For instance, humans... don't seem to want kids that much? Like, there's a lot of fiction with humans going through heroic danger and strife to rescue their children, but nowhere near as much as their is to rescue romantic partners, and only a minority of people recorded in history had more than 2-4 children. Also, especially in the world portrayed in the older fiction, humans seem to be more sexually dimorphic than Amentans, though some of it comes with warnings that it isn't to be taken seriously.
They also do not have a caste system! At all! There are mentions in fiction of people whose parents were plumbers and nobody thinks this was strange!!! And they are all hyposensitive except for a few people who are portrayed as having mental illnesses! Lots of human texts seem to talk about 'social mobility' - like, people whose parents were purple becoming green - as if it is a Very Important Virtue and all societies should be judged based on how much they do it!
They also appear - if the astronomical data is right - to have formerly had even shorter lives than Amentans, before Imai* cracked that. Imai* and those of its confederates who have adopted uploading are now comfortably ahead of Amenta, while other worlds merely have ten to twenty or so Amentan years on them.
Oh, and the League's technology is... kind of horrifying. Amenta has not found any descriptions of how to mass-produce robots yet, but it sure looks like Imai* does not have any manual laborers except hobbyists, and a small but significant minority of its laws appear to be for the purpose of preventing experimenters from accidentally rendering planets uninhabitable.
Wow! Well, they are aliens. But they will take the opportunity to ask Nau as delicately as possible if he can be confident he and his ship are definitely properly clean.
If they define 'properly clean' as meaning 'everything inside it has been heated to above the boiling temperature of water at some point since a biological thing last touched it', everything is properly clean except his brain, which is inside a nigh-impenetrable metal case surrounded by his entire body.
They'll call it good! Trade with a hyposensitive civilization will be complicated but arguably not having a caste system probably means they avoided the Amentan problem of having hereditary pollution. Does Nau know what's up with how humans don't seem to want kids?
... Nau isn't quite sure what they mean. He thinks that most people, if you asked them "do you want, at some point in your life, to have children" would answer "yes, definitely?" "Having kids" rates highly on life-satisfaction surveys?
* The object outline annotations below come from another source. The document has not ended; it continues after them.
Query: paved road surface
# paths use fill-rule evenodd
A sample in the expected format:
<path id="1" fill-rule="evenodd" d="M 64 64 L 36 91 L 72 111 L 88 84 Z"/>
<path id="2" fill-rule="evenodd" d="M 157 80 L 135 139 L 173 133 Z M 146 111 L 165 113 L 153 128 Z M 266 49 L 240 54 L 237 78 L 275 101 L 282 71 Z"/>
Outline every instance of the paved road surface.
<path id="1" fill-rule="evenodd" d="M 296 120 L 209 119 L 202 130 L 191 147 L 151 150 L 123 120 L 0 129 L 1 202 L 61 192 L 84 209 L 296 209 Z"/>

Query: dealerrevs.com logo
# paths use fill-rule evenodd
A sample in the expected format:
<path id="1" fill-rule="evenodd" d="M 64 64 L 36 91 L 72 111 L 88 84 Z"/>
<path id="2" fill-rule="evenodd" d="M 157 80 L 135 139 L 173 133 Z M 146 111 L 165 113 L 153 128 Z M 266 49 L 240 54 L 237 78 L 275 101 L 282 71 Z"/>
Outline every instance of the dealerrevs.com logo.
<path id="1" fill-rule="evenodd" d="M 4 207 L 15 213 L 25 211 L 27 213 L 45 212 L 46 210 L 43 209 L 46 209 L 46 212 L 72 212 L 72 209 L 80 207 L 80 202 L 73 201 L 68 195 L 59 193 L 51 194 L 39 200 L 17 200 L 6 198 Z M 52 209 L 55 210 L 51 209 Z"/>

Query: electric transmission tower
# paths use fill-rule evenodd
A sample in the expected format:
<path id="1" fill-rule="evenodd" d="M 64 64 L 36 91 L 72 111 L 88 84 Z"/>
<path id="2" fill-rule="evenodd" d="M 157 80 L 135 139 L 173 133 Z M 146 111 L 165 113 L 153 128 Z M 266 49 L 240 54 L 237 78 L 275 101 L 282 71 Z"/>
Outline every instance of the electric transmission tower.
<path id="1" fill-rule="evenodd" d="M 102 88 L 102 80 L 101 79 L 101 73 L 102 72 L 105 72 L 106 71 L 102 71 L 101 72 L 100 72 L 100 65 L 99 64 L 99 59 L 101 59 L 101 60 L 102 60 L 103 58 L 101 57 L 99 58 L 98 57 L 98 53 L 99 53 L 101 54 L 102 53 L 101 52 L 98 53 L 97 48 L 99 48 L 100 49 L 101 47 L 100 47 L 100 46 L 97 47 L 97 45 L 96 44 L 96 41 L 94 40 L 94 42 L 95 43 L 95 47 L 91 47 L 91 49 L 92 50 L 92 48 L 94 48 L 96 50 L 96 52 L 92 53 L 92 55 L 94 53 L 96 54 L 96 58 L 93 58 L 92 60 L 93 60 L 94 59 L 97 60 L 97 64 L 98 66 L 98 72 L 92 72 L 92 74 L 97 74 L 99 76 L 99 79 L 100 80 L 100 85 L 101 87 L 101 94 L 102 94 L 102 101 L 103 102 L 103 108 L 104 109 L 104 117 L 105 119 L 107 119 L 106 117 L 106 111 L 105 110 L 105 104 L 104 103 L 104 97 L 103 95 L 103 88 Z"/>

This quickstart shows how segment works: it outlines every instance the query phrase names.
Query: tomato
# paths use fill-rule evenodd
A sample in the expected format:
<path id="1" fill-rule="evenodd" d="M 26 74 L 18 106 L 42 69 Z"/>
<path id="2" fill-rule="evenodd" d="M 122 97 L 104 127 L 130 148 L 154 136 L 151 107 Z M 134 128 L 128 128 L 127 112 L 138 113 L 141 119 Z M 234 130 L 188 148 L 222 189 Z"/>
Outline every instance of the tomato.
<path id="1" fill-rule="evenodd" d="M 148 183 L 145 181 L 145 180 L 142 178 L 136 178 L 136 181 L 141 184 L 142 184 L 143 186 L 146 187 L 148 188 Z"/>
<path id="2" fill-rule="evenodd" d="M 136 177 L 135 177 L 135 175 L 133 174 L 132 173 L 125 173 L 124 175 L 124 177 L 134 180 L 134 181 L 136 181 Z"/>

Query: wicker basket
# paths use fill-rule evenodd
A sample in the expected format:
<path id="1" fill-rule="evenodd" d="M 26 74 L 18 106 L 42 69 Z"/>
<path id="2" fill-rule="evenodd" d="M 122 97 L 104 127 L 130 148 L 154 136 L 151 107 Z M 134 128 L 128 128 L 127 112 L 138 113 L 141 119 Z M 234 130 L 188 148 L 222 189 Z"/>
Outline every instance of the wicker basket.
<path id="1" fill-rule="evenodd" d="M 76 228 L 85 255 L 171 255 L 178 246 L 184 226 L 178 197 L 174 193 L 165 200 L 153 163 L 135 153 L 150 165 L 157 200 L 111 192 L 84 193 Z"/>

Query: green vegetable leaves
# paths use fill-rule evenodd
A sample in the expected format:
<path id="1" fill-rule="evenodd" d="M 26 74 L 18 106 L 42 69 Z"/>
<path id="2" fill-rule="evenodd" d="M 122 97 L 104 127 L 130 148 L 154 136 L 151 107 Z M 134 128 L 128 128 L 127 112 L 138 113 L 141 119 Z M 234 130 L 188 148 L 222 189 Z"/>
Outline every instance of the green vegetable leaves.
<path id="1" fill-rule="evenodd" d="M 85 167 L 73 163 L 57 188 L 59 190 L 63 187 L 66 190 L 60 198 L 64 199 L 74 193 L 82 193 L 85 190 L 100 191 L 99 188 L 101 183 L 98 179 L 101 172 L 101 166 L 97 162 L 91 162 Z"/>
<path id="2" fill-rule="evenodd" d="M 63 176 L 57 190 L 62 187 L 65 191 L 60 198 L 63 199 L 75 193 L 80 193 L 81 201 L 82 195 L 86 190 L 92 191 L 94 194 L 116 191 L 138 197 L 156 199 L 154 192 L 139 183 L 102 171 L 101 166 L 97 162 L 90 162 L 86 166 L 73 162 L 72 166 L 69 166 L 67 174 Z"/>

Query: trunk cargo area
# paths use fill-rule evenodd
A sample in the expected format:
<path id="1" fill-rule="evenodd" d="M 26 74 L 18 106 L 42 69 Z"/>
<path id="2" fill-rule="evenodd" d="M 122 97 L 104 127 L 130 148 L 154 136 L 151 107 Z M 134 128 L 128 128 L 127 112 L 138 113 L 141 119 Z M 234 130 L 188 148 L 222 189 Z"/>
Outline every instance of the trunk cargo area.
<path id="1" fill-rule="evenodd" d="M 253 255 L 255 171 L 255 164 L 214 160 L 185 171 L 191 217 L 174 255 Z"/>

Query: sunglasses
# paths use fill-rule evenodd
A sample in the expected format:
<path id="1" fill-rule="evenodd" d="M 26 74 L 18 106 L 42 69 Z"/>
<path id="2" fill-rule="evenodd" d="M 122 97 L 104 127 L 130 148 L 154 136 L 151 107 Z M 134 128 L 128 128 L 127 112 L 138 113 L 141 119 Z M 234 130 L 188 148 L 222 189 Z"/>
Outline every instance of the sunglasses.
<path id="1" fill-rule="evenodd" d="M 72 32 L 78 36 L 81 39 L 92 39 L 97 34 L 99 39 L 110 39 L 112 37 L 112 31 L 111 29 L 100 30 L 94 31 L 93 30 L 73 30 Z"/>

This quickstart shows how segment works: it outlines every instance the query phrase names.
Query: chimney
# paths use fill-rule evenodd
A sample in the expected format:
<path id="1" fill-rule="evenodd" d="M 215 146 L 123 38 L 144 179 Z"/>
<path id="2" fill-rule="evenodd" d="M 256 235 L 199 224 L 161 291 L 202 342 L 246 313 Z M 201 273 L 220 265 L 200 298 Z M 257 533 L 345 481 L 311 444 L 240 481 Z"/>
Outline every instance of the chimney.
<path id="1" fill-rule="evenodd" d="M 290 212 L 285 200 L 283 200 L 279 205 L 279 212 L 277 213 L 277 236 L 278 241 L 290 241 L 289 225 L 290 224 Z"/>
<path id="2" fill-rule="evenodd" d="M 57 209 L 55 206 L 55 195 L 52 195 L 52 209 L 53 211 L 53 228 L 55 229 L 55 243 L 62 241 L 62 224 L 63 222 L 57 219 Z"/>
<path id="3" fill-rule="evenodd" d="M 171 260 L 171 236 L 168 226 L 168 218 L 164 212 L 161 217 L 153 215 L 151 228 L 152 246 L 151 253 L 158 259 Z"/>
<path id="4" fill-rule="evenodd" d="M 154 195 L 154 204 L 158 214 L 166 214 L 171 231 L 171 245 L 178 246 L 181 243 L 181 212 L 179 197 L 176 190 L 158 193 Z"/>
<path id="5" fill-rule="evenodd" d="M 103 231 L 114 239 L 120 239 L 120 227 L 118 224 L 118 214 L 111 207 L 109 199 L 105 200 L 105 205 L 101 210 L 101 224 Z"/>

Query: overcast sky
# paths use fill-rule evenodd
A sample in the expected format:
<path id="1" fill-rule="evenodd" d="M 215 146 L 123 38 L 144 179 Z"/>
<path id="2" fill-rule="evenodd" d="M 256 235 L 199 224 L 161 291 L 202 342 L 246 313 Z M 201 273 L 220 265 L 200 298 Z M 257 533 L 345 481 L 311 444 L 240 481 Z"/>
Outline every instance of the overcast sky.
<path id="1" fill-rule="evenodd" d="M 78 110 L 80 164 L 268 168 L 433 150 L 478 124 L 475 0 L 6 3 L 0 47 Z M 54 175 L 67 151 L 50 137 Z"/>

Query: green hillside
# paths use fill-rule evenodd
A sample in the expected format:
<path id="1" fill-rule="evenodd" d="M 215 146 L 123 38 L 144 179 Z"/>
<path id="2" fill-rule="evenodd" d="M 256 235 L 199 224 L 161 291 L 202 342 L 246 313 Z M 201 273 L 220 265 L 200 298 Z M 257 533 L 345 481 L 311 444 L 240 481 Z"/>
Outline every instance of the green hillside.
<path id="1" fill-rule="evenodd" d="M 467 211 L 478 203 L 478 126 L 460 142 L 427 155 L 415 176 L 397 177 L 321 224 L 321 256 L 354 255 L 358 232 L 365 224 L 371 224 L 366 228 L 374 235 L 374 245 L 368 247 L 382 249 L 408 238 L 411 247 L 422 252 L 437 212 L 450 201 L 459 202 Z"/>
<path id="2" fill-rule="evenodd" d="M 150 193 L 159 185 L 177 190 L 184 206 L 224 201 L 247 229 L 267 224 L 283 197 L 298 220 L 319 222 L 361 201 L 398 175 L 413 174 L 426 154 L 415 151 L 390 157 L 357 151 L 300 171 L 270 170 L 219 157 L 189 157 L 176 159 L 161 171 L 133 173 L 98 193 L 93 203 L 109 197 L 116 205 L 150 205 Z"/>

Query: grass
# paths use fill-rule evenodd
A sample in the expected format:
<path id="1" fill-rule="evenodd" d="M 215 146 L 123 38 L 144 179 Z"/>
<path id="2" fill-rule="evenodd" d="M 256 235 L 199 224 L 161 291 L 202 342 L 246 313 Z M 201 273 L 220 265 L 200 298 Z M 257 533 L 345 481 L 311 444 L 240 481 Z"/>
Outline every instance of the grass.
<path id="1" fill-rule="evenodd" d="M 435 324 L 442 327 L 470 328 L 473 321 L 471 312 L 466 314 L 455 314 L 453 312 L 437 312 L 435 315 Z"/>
HE doesn't want kids because he doesn't feel he's competent to take care of them he's an extreme outlier in many respects, but he's an extreme outlier in many respects.
Okay, but like... they don't want kids a normal amount. For an Amentan. They weren't actually expecting to be different on this axis, because evolution.
Right, how many kids to Amentans want -
Ohmy.
... You know that's actually a really good point, Amentans do seem to be better designed for evolution's purposes than humans are. He doesn't know what's up with that.
(quick check)
Birth rate plummeted when good birth control showed up. So. Uh. Huh. Why don't humans want kids a normal amount for an Amentan? Evolution sure dropped the ball there.